Add a test README (#1784)

charleskawczynski · web-flow · commit 2bc09fb8e396 · 2025-06-18T10:00:00.000-04:00
diff --git a/test/README.md b/test/README.md
@@ -0,0 +1,44 @@
+# Tests
+
+Our test suite organization and goals are outlined here. This document was designed to be somewhat agnostic to this package.
+
+Some goals we hope to achieve are:
+
+ - Achieve high coverage in our unit tests
+ - Run our unit tests in a very short time (<3 minutes)
+
+In order to achieve thes goals, we need to strategically organize our tests, and partition unit tests from more complicated ones. To do so, we've organized our tests by "levels":
+
+## Test levels
+
+ - Level 1: Quick and high coverage unit tests (with only `Float64`). These tests are run with `MyPackage> test`, and should be as quick as possible, while exercising, and testing the logic of, a high percentage of the source code.
+
+ - Level 2: Inference, flop-counting, and allocation tests. Since compilation incurs allocations, allocation _tests_ require running everything twice, in order to measure runtime allocations. Inference tests can be somewhat expensive, too, as this involves verifying inference. This includes, for example, running tests with `Float32`. Therefore, these tests are separate from Level 1.
+
+ - Level 3: Convergence tests. Convergence tests are highly valuable in testing the correctness of algorithms with theoretic convergence guarantees. This requires running code multiple times (often more than 2 or 3), therefore, these tests are separate from Level 1 and 2.
+
+ - Level 4: Examples and simulations. Computing solutions to ODEs/PDEs can be very expensive, and are separated into level 4 tests. These may be examples that one can compare with (approximate or) exact solutions, or with (e.g., numerical) data.
+
+ - Benchmarks: Benchmarks are special in that they must be performed at target resolutions, and we often can't strictly test benchmarks due to variation / noise (which can easily reach 30%). Therefore, benchmarks will only run and log the results, so that we have a trail of their results over time.
+
+## Test organization
+
+We have separate modules for different components, and now different test levels. Partitioning our tests requires some level of organization.
+
+ - Tests are firstly organized in folders based on the package's modules. e.g., `MyPackage.SubModuleA` -> `test/SubModuleA/`.

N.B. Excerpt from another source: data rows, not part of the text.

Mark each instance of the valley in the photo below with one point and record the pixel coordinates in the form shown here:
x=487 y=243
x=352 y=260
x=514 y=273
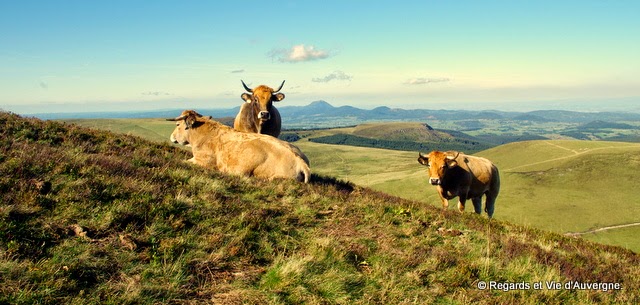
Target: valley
x=561 y=185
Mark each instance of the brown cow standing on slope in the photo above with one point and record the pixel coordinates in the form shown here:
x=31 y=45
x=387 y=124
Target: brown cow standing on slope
x=217 y=146
x=258 y=115
x=456 y=174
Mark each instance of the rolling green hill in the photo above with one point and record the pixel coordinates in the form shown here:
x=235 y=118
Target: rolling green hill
x=93 y=217
x=544 y=182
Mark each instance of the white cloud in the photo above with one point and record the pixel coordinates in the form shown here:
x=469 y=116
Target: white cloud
x=336 y=75
x=425 y=80
x=155 y=93
x=298 y=53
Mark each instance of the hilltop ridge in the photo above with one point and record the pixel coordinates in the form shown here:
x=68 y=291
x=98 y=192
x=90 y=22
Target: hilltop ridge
x=94 y=217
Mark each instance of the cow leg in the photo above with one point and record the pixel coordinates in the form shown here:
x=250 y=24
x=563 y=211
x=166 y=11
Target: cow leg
x=477 y=204
x=490 y=204
x=461 y=202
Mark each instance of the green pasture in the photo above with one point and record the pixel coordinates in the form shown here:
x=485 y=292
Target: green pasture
x=557 y=185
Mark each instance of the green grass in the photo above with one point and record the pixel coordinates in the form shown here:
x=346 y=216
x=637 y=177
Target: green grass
x=624 y=237
x=558 y=185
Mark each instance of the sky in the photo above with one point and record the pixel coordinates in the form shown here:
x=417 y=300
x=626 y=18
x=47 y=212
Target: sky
x=73 y=56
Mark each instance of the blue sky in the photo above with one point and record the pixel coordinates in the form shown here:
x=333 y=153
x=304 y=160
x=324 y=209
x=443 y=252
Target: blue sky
x=140 y=55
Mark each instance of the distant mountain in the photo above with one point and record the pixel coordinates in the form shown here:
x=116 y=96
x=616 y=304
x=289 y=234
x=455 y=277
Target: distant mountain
x=320 y=114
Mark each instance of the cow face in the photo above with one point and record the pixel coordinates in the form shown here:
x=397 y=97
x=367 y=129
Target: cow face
x=187 y=120
x=438 y=163
x=262 y=99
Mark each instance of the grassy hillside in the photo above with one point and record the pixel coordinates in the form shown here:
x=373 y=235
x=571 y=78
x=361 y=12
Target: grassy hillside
x=91 y=217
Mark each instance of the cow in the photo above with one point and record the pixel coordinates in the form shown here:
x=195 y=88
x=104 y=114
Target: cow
x=220 y=147
x=456 y=174
x=258 y=115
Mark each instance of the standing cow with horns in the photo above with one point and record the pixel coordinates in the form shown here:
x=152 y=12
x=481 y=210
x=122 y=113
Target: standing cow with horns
x=258 y=115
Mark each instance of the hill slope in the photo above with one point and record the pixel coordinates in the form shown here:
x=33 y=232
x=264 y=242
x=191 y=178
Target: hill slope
x=93 y=217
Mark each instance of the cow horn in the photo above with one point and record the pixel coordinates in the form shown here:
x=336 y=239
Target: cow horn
x=277 y=90
x=246 y=88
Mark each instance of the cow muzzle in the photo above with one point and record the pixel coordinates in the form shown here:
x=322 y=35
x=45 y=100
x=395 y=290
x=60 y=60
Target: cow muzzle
x=264 y=115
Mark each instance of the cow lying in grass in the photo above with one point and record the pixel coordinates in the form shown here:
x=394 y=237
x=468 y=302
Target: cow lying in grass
x=249 y=154
x=456 y=174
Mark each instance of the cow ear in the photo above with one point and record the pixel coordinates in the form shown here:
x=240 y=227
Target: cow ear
x=246 y=97
x=422 y=159
x=190 y=120
x=278 y=97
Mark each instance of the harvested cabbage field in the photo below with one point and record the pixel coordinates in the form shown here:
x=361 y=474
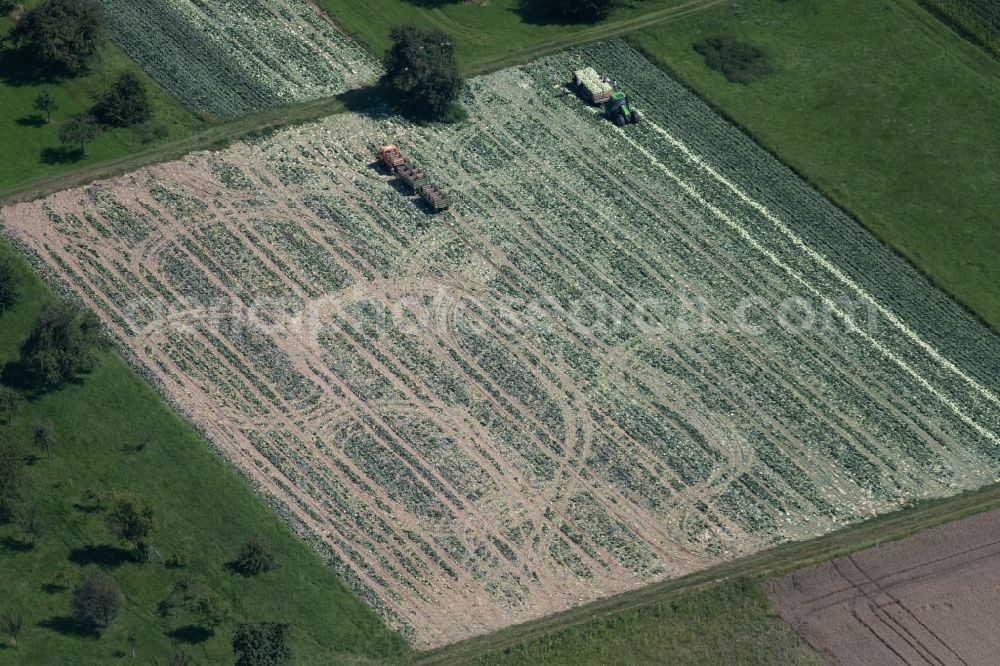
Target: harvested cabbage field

+ - Files use the following prefix convention:
+  - `utils_` - non-test files. These files should only define methods, and should be designed for flexibility (e.g., can create objects with `Float32` or `Float64`).
+  - `unit_` -        Unit        test files
+  - `inference_`   - Inference   test files
+  - `allocs_`      - Allocation  test files
+  - `convergence_` - Convergence test files
+  - `benchmark_` -   Benchmark   test files
+
+This should help keep including shared files between `unit`, `inference` etc. tests simple as they are still organized by the packages sub-modules.
+
+One helpful tip on organizing tests is: try to (sensibly) split off the creation of the method arguments from testing a particular method. This is very helpful for REPL testing, and will allow developers to share lots of code between the different levels of tests.
+
+# ClimaCore specifics:
+
+ - Our benchmark tests must be performed at a target resolution.
+